The tough economic choices ahead will require leadership, vision, and courage. American leadership in the global economy will depend on confidence at home and abroad. Investor confidence is a catalyst for job creation. Excessive Federal deficits and a looming crisis in American entitlement programs can and surely will undermine our fiscal credibility and our economic leadership.

The Federal deficit for fiscal year 2004 is now projected to be a half trillion dollars. In 2035, 75 million Americans will be over 65 and entitled to Social Security and Medicare. That is double the number of Americans eligible today. Where will the money come from? It will come from economic growth, which will be driven by world affairs and trade, and American international leadership. To lead in the 21st century, America must combine fiscally responsible policies with a commitment to trade. Our economic policies will influence and affect the shape of America's domestic policies and programs, as well as political reform and change throughout the world.

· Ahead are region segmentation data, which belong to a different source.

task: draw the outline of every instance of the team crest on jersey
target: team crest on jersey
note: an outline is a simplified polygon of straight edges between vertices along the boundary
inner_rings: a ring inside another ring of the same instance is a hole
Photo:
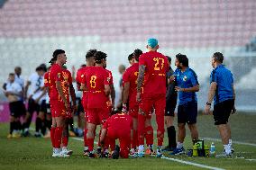
[[[186,82],[187,79],[187,77],[185,76],[183,77],[183,81]]]

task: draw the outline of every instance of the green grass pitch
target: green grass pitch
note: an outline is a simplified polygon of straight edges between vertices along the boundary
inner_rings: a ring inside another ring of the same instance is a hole
[[[233,141],[256,143],[256,115],[232,115],[230,123]],[[213,123],[211,116],[198,116],[198,130],[201,139],[220,139],[218,131]],[[50,139],[36,139],[33,137],[21,139],[6,139],[9,125],[0,124],[0,169],[2,170],[115,170],[115,169],[206,169],[186,165],[172,160],[156,157],[129,158],[112,160],[106,158],[89,159],[83,156],[83,142],[70,139],[69,148],[74,154],[70,157],[51,157]],[[97,137],[96,137],[97,139]],[[167,139],[165,138],[165,143]],[[186,148],[192,148],[189,131],[187,130]],[[210,145],[211,140],[206,140]],[[215,141],[216,151],[221,153],[223,146]],[[221,169],[256,169],[256,146],[234,143],[235,154],[230,158],[215,157],[187,157],[187,156],[166,157],[187,162],[197,163]]]

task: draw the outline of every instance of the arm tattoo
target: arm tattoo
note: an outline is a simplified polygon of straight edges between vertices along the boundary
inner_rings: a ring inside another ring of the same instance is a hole
[[[145,73],[145,66],[141,65],[139,67],[139,76],[138,76],[138,85],[137,85],[137,92],[141,92],[142,83],[144,80],[144,73]]]

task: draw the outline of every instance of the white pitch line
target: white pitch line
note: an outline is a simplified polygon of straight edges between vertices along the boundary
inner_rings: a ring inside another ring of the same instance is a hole
[[[154,134],[156,135],[157,132],[154,131]],[[207,138],[207,137],[206,137],[206,138],[202,137],[202,138],[203,138],[203,139],[206,139],[206,140],[213,140],[213,141],[222,142],[222,140],[219,139],[213,139],[213,138]],[[235,144],[239,144],[239,145],[248,145],[248,146],[256,147],[255,143],[248,143],[248,142],[233,141],[233,140],[232,141],[232,143],[235,143]]]
[[[77,137],[73,137],[72,139],[75,139],[75,140],[84,141],[84,139],[79,139],[79,138],[77,138]],[[94,143],[97,144],[97,142],[94,142]]]
[[[72,138],[75,140],[78,140],[78,141],[84,141],[83,139],[79,139],[79,138]],[[94,142],[95,144],[97,144],[97,142]],[[187,164],[187,165],[190,165],[190,166],[195,166],[197,167],[202,167],[202,168],[206,168],[206,169],[212,169],[212,170],[224,170],[222,168],[218,168],[218,167],[214,167],[214,166],[205,166],[202,164],[197,164],[197,163],[193,163],[193,162],[188,162],[188,161],[184,161],[184,160],[180,160],[180,159],[174,159],[174,158],[170,158],[170,157],[166,157],[164,156],[162,156],[163,159],[167,159],[167,160],[170,160],[170,161],[176,161],[176,162],[179,162],[182,164]]]
[[[175,159],[175,158],[171,158],[171,157],[164,157],[164,156],[162,156],[161,158],[162,158],[162,159],[166,159],[166,160],[169,160],[169,161],[175,161],[175,162],[178,162],[178,163],[182,163],[182,164],[187,164],[187,165],[189,165],[189,166],[197,166],[197,167],[202,167],[202,168],[206,168],[206,169],[224,170],[224,169],[219,168],[219,167],[214,167],[214,166],[205,166],[205,165],[197,164],[197,163],[194,163],[194,162],[184,161],[184,160]]]
[[[212,138],[203,138],[203,139],[206,139],[206,140],[213,140],[213,141],[218,141],[218,142],[222,141],[219,139],[212,139]],[[239,144],[239,145],[248,145],[248,146],[256,147],[255,143],[247,143],[247,142],[241,142],[241,141],[232,141],[232,143],[235,143],[235,144]]]

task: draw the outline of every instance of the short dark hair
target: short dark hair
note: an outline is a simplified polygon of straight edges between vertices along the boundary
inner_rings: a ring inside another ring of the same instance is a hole
[[[89,49],[87,54],[86,54],[86,58],[92,58],[94,57],[95,53],[96,52],[96,49]]]
[[[143,52],[142,52],[141,49],[136,49],[134,50],[133,56],[134,56],[134,58],[135,58],[136,61],[139,61],[139,58],[140,58],[140,56],[141,56],[142,53],[143,53]]]
[[[176,58],[178,60],[179,63],[182,63],[184,67],[188,67],[188,58],[184,54],[177,54]]]
[[[35,68],[35,71],[46,71],[46,68],[41,66],[39,66]]]
[[[56,61],[57,60],[57,56],[59,54],[62,54],[62,53],[65,53],[65,50],[63,49],[55,49],[52,53],[52,58],[50,58],[50,60],[49,61],[49,63],[52,64],[53,61]]]
[[[96,51],[94,54],[94,57],[96,58],[96,64],[101,64],[102,60],[105,59],[107,57],[107,55],[105,52]]]
[[[221,52],[215,52],[213,56],[215,60],[219,61],[220,63],[224,62],[224,55]]]
[[[14,73],[9,73],[9,76],[15,76]]]
[[[129,56],[128,56],[128,61],[132,60],[133,58],[134,58],[133,53],[129,54]]]
[[[169,57],[169,56],[166,56],[166,57],[167,57],[168,61],[170,63],[171,62],[171,58]]]
[[[52,58],[57,59],[57,56],[58,56],[59,54],[63,54],[63,53],[65,53],[65,50],[59,49],[56,49],[56,50],[54,50],[54,52],[53,52],[53,54],[52,54]]]

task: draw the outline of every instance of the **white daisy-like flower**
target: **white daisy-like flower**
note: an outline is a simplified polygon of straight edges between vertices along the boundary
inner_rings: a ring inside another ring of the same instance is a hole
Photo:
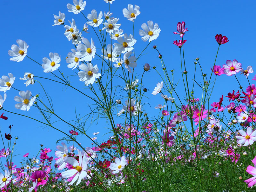
[[[76,55],[80,58],[81,61],[90,61],[94,58],[96,53],[96,47],[94,44],[92,39],[91,38],[91,43],[90,43],[86,38],[84,38],[82,42],[84,44],[80,44],[76,47],[76,50],[81,51],[77,52]]]
[[[124,35],[124,39],[122,37],[119,36],[117,38],[117,40],[119,43],[115,43],[114,45],[118,48],[116,53],[119,55],[132,50],[133,49],[132,46],[137,42],[136,39],[133,38],[132,35],[130,34],[128,36],[126,33]]]
[[[98,72],[99,68],[97,65],[93,66],[92,63],[88,62],[86,66],[82,63],[79,66],[79,68],[84,71],[78,72],[78,76],[80,78],[79,80],[84,81],[86,86],[89,84],[92,84],[95,81],[95,78],[98,79],[101,75]]]
[[[118,58],[117,60],[116,60],[116,63],[114,64],[114,66],[116,68],[120,67],[122,66],[123,63],[123,60]]]
[[[114,40],[117,40],[118,37],[124,36],[124,34],[122,34],[124,31],[123,29],[118,29],[116,31],[114,31],[112,33],[109,33],[109,35],[111,36],[111,38]]]
[[[103,21],[103,20],[101,19],[102,16],[102,12],[100,12],[99,16],[97,14],[97,12],[95,9],[92,10],[91,13],[91,14],[88,14],[87,18],[88,19],[92,21],[87,21],[86,23],[91,26],[94,27],[99,27]]]
[[[127,164],[127,160],[124,156],[122,156],[121,160],[118,157],[115,159],[115,163],[111,163],[109,165],[109,169],[113,171],[112,173],[113,174],[118,173],[119,171],[124,168],[124,166]]]
[[[68,58],[66,59],[66,61],[69,63],[68,65],[68,67],[73,68],[72,70],[73,70],[79,65],[79,61],[80,60],[76,54],[76,50],[74,49],[71,49],[71,51],[72,52],[69,52],[68,54]]]
[[[65,19],[65,13],[62,13],[60,11],[59,12],[59,16],[53,14],[53,16],[55,19],[53,20],[54,24],[52,25],[52,26],[60,25],[64,24],[64,20]]]
[[[19,103],[17,103],[15,105],[15,107],[18,109],[20,109],[22,111],[28,111],[30,109],[30,107],[33,105],[36,97],[36,96],[33,98],[30,98],[31,97],[31,93],[30,91],[27,90],[25,92],[24,91],[20,91],[19,94],[21,97],[20,97],[18,96],[15,96],[14,98],[14,100],[17,102],[21,102]]]
[[[116,24],[119,19],[115,18],[114,19],[111,20],[108,19],[107,20],[107,22],[104,23],[103,24],[105,25],[102,30],[106,30],[106,31],[110,33],[113,33],[114,31],[116,31],[121,26],[121,24]]]
[[[134,22],[133,20],[136,19],[137,16],[140,14],[140,12],[139,11],[140,7],[135,5],[133,9],[133,6],[129,4],[128,5],[128,10],[126,8],[123,9],[124,16],[128,20]]]
[[[13,75],[11,73],[8,73],[8,75],[9,77],[3,75],[2,76],[2,78],[0,79],[0,91],[5,92],[6,91],[10,90],[14,83],[15,77],[13,77]]]
[[[154,90],[152,92],[152,94],[153,95],[156,95],[157,93],[161,92],[161,90],[164,86],[164,83],[161,81],[161,83],[157,83],[156,84],[156,86],[154,89]]]
[[[86,1],[83,2],[83,0],[73,0],[74,5],[69,3],[67,5],[67,7],[69,10],[68,12],[72,12],[75,14],[78,14],[81,11],[84,9],[84,7],[86,5]]]
[[[113,48],[112,45],[110,44],[108,45],[107,46],[107,50],[101,49],[101,52],[103,54],[103,58],[105,59],[109,60],[112,62],[114,62],[117,59],[116,52],[116,49]],[[101,55],[102,57],[103,56]]]
[[[140,36],[143,36],[141,37],[141,39],[144,41],[147,41],[149,39],[150,42],[154,39],[156,39],[161,31],[161,29],[158,28],[158,24],[155,23],[153,25],[152,21],[148,21],[148,26],[146,23],[142,24],[141,28],[143,30],[140,29],[139,33]]]
[[[129,57],[132,53],[132,52],[129,51],[124,55],[124,63],[125,68],[128,69],[128,71],[130,73],[132,72],[130,67],[133,68],[137,66],[137,63],[135,62],[136,58],[134,56]]]
[[[18,39],[16,42],[19,46],[14,44],[12,45],[11,47],[12,50],[8,51],[8,54],[11,57],[13,57],[10,59],[11,60],[19,62],[22,61],[27,55],[28,45],[26,42],[21,39]]]
[[[52,72],[57,70],[60,66],[60,64],[59,64],[60,62],[60,55],[59,56],[59,54],[57,53],[51,52],[49,53],[49,57],[51,61],[47,57],[43,58],[42,67],[44,73]]]

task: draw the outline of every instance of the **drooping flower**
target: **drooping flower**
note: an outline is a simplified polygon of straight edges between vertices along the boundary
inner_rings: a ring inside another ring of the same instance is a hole
[[[10,59],[11,60],[19,62],[23,60],[27,55],[28,45],[26,42],[21,39],[18,39],[16,42],[19,46],[14,44],[12,45],[11,47],[12,50],[8,51],[8,54],[11,57],[13,57]]]
[[[30,107],[32,106],[35,102],[36,97],[36,96],[30,98],[31,93],[30,91],[27,90],[25,92],[24,91],[20,91],[19,94],[21,97],[15,96],[14,100],[18,102],[21,102],[15,105],[15,107],[18,109],[20,109],[23,111],[27,110],[28,111],[30,109]]]
[[[150,42],[156,39],[161,31],[161,29],[158,28],[158,24],[155,23],[153,25],[152,21],[148,21],[148,26],[146,23],[143,23],[141,25],[141,28],[143,30],[140,29],[139,33],[140,36],[143,36],[141,37],[141,39],[144,41],[147,41],[149,39]]]

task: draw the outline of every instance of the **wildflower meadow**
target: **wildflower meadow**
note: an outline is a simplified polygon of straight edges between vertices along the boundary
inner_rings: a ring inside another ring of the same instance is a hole
[[[255,3],[25,1],[3,4],[1,191],[256,191]]]

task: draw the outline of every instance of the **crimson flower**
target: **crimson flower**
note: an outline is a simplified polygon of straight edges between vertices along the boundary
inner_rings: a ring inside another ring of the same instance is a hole
[[[215,35],[215,39],[219,45],[226,43],[229,41],[228,40],[228,37],[225,36],[222,36],[221,34]]]

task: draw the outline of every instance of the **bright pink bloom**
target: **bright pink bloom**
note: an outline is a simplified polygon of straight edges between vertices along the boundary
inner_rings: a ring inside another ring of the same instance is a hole
[[[185,32],[188,31],[188,28],[185,28],[185,22],[182,21],[182,23],[179,22],[177,24],[177,30],[179,33],[177,32],[173,32],[173,33],[177,35],[179,35],[181,37],[182,37],[184,34],[185,34]]]
[[[228,41],[228,37],[225,36],[222,36],[221,34],[220,35],[217,34],[215,35],[215,39],[219,45],[224,44]]]
[[[227,65],[223,65],[224,73],[228,76],[232,76],[236,75],[241,70],[242,65],[235,59],[231,61],[231,60],[227,60]]]

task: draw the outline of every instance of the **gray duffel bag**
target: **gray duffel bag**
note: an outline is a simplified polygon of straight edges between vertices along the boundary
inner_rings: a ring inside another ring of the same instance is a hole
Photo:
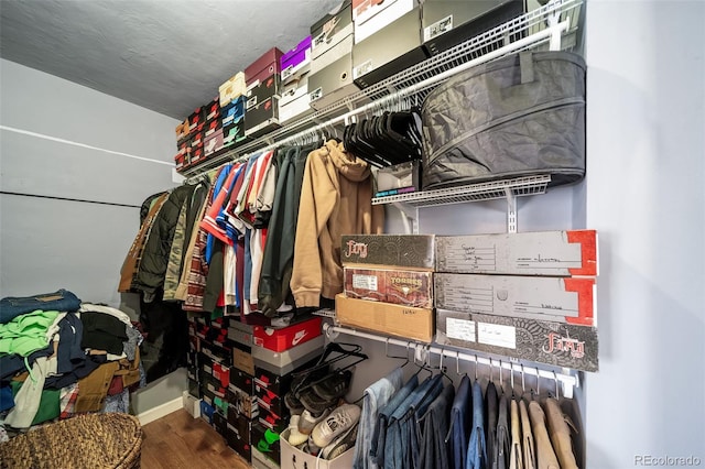
[[[522,52],[473,67],[426,96],[424,190],[550,174],[585,176],[585,61]]]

Now is not the time to retreat from our commitment to free trade, market economies, and democratic reforms. Since World War II, America has been the primary architect and leader of a global economic order that has provided the structure for unprecedented growth and opportunity both at home and abroad. Our economic policies, like our domestic and foreign policies, are about the limitless potential of all human beings. Trade is not a guarantee; it is an opportunity-an opportunity to compete and make a better world for all people.

Mr. President, I yield the floor and I suggest the absence of a quorum.